Here is a video where Jet Propulsion Lab (JPL) scientists reflect on the landing of Curiosity Mars Rover that is coming up on August 6th, 2012.
NYTimes has a story about how this video has become a huge hit for NASA. NYTimes elaborates that this video has become a success because it is not dry and boring like all other NASA videos, but instead is made to be thrilling and exciting, like your average Hollywood fare.
A snippet from the NYTimes story:
The slick video is “definitely a step up,” said Reid Gower, a 26-year-old Canadian who was so frustrated by NASA’s previous efforts that last year he put together NASA snippets into a promotional video that he thought the space agency should be making. “That’s along the lines of what I feel they could be doing, something that’s education but also engaging. It’s not static and dry. It has emotional content in it.”
After viewing the overly dramatic video, I am actually of the opposite opinion.
NASA should leave such “emotional content” to Hollywood and focus on presenting good science. I don’t buy the idea that making science seem overly thrilling and exciting is going to attract more people to do good science.

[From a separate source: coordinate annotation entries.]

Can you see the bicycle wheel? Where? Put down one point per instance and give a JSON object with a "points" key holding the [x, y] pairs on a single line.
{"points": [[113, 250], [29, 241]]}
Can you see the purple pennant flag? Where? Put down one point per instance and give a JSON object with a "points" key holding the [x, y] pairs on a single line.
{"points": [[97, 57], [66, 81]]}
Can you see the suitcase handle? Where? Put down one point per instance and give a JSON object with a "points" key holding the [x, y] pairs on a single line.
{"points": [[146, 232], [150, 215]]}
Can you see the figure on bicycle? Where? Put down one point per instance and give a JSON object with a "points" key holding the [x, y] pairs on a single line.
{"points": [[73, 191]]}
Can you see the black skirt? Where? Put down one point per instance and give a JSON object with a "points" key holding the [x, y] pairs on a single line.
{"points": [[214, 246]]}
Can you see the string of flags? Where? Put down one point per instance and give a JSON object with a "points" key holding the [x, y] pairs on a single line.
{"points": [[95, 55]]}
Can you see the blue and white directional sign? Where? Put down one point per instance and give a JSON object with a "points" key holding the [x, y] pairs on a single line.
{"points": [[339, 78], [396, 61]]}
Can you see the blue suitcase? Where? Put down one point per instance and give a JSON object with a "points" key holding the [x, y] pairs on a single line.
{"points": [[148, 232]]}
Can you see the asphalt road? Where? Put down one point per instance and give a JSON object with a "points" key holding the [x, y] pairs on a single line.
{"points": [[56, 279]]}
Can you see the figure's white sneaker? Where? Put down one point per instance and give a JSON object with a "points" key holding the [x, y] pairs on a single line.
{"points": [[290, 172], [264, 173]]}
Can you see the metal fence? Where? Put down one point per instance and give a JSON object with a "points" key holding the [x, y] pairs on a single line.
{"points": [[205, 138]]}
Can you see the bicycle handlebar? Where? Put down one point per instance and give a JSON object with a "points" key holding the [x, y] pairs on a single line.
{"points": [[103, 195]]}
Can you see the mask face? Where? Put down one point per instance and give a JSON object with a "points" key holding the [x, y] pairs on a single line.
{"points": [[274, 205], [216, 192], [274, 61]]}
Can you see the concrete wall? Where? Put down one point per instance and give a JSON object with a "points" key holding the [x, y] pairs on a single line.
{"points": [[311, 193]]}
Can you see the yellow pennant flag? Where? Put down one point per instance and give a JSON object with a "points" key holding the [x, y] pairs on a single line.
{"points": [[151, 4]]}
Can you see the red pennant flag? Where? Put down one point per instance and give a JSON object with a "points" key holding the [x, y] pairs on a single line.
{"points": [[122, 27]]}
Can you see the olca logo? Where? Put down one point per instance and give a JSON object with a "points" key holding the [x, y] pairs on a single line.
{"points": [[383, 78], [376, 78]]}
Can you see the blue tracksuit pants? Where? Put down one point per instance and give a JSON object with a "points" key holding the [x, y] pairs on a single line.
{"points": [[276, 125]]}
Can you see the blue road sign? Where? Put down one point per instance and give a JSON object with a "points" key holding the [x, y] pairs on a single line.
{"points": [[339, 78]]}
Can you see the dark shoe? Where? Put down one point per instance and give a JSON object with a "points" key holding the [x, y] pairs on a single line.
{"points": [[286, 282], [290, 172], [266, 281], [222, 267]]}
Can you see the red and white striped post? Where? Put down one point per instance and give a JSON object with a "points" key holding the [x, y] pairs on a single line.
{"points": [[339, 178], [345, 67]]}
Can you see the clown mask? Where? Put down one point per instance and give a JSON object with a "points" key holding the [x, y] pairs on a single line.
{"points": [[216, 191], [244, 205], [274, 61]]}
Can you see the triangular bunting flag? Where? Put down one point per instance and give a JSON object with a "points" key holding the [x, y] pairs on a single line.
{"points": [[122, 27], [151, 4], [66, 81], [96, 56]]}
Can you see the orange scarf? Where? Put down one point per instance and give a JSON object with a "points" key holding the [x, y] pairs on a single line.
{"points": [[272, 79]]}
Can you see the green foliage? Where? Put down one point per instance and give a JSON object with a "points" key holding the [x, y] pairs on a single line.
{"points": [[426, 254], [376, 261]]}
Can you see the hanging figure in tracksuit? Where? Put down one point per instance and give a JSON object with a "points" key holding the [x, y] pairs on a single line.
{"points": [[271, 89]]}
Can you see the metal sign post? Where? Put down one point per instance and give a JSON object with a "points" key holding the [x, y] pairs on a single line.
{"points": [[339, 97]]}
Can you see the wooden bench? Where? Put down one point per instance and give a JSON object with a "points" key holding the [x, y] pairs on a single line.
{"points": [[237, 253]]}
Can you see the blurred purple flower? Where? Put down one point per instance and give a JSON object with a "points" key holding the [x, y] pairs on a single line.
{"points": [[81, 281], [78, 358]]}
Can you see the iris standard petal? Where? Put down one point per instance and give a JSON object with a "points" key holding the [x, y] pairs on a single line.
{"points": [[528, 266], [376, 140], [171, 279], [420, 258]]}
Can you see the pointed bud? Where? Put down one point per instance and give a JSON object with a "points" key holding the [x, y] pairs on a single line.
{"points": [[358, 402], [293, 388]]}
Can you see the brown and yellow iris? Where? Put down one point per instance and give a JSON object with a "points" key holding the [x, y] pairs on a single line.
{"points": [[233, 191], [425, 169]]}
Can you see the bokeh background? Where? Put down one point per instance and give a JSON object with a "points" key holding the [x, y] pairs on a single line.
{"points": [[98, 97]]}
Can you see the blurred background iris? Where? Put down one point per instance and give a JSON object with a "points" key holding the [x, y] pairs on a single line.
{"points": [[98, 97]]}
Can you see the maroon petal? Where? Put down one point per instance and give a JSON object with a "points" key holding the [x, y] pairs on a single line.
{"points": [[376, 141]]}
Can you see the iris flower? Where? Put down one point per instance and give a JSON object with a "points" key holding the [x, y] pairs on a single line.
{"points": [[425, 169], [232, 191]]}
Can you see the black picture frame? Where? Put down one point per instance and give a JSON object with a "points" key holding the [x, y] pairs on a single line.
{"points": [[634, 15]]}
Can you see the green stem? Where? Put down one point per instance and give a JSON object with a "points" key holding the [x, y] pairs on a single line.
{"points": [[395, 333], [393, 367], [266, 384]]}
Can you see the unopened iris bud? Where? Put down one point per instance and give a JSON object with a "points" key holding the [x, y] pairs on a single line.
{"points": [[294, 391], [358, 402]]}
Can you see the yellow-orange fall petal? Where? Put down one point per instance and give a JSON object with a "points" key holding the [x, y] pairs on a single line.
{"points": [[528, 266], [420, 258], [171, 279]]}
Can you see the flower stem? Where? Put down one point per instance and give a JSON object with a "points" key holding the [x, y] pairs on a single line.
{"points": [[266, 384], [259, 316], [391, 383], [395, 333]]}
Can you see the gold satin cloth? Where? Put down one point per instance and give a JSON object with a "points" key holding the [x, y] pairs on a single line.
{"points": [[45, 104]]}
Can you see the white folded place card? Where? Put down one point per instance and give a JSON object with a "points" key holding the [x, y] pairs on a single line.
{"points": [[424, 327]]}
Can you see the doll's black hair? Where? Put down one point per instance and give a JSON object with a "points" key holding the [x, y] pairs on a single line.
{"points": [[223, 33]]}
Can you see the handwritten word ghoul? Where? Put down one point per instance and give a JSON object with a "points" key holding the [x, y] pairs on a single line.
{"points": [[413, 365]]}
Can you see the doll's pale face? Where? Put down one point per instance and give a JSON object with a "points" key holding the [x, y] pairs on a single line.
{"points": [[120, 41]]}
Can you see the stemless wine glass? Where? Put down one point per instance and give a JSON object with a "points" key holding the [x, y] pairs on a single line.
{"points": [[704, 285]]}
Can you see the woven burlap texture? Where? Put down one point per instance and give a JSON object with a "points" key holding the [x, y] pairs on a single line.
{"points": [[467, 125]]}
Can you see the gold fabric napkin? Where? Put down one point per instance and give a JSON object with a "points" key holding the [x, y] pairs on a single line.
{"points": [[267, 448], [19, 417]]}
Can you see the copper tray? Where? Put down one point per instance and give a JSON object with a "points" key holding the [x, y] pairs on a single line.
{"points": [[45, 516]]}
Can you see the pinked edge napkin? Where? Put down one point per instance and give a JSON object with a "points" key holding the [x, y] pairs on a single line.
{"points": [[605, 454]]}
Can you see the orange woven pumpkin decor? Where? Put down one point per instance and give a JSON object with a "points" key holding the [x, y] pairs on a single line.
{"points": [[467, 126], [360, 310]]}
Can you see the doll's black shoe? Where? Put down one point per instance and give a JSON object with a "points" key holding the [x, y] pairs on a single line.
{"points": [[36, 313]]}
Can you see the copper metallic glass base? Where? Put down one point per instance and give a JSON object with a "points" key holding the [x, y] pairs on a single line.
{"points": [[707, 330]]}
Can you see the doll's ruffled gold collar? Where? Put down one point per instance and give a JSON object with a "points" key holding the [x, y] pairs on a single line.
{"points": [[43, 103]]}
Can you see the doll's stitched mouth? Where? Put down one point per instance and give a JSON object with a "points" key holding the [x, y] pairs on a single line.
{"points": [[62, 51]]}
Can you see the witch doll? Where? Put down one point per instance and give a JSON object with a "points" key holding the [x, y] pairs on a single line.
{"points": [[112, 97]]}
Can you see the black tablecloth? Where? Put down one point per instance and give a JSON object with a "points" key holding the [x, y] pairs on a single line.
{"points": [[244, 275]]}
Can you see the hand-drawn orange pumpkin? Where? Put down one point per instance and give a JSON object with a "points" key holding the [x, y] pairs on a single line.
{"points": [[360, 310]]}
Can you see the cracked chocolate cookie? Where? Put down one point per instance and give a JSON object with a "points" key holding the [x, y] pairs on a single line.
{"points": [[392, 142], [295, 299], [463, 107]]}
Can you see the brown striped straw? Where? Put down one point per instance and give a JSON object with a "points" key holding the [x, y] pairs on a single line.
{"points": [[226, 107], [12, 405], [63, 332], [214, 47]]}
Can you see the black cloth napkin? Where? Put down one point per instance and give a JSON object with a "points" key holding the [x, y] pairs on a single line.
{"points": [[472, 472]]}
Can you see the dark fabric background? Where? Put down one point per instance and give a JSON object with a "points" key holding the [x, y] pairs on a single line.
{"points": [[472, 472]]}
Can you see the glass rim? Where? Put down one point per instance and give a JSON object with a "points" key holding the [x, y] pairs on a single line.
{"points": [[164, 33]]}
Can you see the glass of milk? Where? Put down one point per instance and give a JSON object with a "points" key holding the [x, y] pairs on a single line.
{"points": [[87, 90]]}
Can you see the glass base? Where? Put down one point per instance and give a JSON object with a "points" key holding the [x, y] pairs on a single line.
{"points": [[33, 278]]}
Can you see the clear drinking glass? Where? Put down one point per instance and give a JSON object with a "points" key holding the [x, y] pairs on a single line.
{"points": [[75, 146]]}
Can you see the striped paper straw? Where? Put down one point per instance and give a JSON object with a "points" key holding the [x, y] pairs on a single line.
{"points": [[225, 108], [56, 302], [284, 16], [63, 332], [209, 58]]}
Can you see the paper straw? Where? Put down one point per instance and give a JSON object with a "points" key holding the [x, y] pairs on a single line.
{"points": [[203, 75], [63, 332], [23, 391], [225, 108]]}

Video such as “Seven Minutes of Terror” seem very close to horrible “science” fiction movies like Armageddon (1998), which present scientists and science as something of a joke.
Such sexed-up presentations from NASA only focus on the seven minutes of suspense, but leave out the years and years those scientists have put in to create an awesome and epic mission to another planet. A better title would have been “Eight Years of Hard Work.” Let’s see how many people that attracts to JPL.